Controlling False Disrupted Connectivities in Neuroimaging Studies

Dulal K Bhaumik; Yuanbo Song; Dan Zhao; Olusola Ajilore

Controlling False Disrupted Connectivities in Neuroimaging Studies

Dulal K Bhaumik¹, Yuanbo Song², Dan Zhao^2*, Olusola Ajilore¹

¹Department of Psychiatry, University of Illinois at Chicago, USA

²Department of Epidemiology and Biostatistics, University of Illinois at Chicago, USA

^*Corresponding author: Dulal K. Bhaumik, Department of Epidemiology and Biostatistics, University of Illinois at Chicago, USA. Email: dbhaumik@uic.edu; Tel: +1(312) 413-4455

Received Date: 15 October, 2018; Accepted Date: 30 October, 2018; Published Date: 07 November, 2018

Citation: Bhaumik DK, Song Y, Zhao D, Ajilore O (2018) Controlling False Disrupted Connectivities in Neuroimaging Studies. J Biostat Biom: JBSB-108. DOI: 10.29011/JBSB-108.100008.

Abstract

Detection of disrupted connectivities is an important problem in neuroimaging research for targeting treatment interventions in order to get optimal therapeutic benefits. Disrupted connectivities are generally detected by comparing the disease group with a healthy control group utilizing the whole brain, resulting in thousands of comparisons. However, standard neuroimaging studies devoted to making such large scale multiple comparisons towards discovering statistically significant disrupted connectivities are seen to produce inflated false discoveries. Thus, development of statistical methods for multiple comparisons built upon a solid theoretical foundation in neuroimaging studies for controlling false discoveries is urgently needed. This article explores several approaches to control the false discovery rate, and recommends one best suited for detecting disrupted connectivities. Results are illustrated with a live data set generated from a late life depression study.
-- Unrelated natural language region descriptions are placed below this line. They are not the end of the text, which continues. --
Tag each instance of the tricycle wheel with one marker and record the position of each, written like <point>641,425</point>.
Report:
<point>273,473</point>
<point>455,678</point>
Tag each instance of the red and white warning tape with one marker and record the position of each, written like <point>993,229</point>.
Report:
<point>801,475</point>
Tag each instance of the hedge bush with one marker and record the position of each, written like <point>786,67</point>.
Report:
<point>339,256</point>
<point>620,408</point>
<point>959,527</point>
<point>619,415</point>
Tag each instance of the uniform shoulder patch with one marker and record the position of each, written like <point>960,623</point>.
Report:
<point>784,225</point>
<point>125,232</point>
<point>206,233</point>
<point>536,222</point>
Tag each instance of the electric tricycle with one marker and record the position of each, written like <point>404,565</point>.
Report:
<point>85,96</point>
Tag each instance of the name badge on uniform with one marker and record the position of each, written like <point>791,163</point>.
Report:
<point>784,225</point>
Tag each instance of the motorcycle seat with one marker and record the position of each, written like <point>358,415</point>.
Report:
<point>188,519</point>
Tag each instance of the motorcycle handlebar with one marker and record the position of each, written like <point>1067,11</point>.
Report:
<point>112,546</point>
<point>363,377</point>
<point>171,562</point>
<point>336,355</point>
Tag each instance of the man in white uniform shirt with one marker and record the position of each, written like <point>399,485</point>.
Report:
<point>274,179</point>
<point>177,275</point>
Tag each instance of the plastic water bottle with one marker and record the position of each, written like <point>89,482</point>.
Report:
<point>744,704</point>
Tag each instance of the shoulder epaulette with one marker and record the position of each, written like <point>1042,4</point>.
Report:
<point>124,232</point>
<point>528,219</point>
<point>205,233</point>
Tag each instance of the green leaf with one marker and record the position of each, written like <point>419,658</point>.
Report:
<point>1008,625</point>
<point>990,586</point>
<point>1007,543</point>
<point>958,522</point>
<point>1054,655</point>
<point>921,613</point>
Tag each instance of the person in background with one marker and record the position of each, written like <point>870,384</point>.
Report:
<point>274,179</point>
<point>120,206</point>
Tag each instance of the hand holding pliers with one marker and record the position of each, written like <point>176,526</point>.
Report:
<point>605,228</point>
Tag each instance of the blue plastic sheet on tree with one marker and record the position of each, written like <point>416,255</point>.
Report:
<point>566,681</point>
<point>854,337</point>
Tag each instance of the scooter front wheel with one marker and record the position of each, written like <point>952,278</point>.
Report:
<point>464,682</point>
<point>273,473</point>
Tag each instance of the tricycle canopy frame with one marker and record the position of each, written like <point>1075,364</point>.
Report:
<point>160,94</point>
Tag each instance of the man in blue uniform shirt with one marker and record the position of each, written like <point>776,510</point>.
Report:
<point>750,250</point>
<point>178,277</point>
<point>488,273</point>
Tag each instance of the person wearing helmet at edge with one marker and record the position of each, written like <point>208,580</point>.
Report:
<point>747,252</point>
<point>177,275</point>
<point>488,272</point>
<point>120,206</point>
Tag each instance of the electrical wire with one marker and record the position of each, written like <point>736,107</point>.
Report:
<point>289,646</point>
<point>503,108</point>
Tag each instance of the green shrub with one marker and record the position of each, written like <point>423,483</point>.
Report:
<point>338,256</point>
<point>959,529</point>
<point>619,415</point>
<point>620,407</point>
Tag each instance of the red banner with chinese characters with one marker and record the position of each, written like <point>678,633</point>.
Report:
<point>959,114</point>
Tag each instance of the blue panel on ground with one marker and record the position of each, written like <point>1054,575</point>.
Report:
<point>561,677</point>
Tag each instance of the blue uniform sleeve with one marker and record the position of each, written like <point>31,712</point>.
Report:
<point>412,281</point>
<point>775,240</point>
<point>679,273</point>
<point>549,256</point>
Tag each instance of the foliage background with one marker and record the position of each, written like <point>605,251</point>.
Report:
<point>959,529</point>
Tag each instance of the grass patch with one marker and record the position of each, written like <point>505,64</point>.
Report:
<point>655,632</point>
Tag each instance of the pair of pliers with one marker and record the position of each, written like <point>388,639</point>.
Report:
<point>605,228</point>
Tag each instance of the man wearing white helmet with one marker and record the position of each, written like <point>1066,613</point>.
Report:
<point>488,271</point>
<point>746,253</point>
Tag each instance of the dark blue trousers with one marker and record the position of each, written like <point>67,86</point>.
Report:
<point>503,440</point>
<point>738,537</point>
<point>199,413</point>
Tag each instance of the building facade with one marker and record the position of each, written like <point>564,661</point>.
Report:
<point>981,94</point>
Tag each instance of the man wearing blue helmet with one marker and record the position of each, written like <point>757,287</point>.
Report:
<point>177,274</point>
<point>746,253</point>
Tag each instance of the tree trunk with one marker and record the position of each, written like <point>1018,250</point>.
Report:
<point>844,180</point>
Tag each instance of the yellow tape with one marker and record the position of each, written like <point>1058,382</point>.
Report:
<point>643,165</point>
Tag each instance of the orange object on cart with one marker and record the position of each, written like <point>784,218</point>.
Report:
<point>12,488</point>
Keywords: Functional magnetic resonance imaging; False discovery rate; Local false discovery rate; Mixed-effects linear models; Neuroconnectivity

Introduction

Controlling the False Discovery Rate (FDR) is critically important for a detailed understanding of how a healthy brain differs with neurological diseases (e.g., depression), which is the fundamental requirement to the development and application of treatments for these conditions. Most of the neuroimaging research studies either do not address the issue of Multiple Testing (MT), or inadequately address MT by failing to incorporate the underlying dependency structure. Software packages often used for fMRI analysis (SPM, FSL, AFNI) can result in making false-positive rates of up to 70%, when it is fixed at 5% [1]. Inadequate use of statistical methods for MT is hindering the search for truly disrupted connectivities. Excessive false discoveries lead to wrong conclusion and may mar the importance of the study. Thus, a proper procedure to control the false discovery rate in neuro connectivity research is urgently needed.

Currently functional connectivity data are analyzed using model based methods such as cross correlation analysis or statistical parametric mapping [2-8]. Functional connectivity is also analyzed by data-driven methods such as independent component analysis, or principal component analysis [9-11]. Generally, structural connectivity data are obtained using diffusion tensor imaging, with measurements such as fractional anisotropy, relative anisotropy, mean diffusivity, or axial diffusivity [12-17]. For multimodal analysis, the existing Bayesian approach utilizes structural connectivity as a prior for functional connectivity [18-21], and frequentist statistical methods are also used with or without prior information [11,22-38]. In all neuroconnectivity studies based on either the whole brain, or any network (e.g. Salience Network, Default Mode Network), multiple testing becomes an integral part when two groups (e.g. Depression and Healthy Control) are compared. So, it is important to know the performance of different methods that are commonly used to control the false discovery rate in neuroconnectivity analysis.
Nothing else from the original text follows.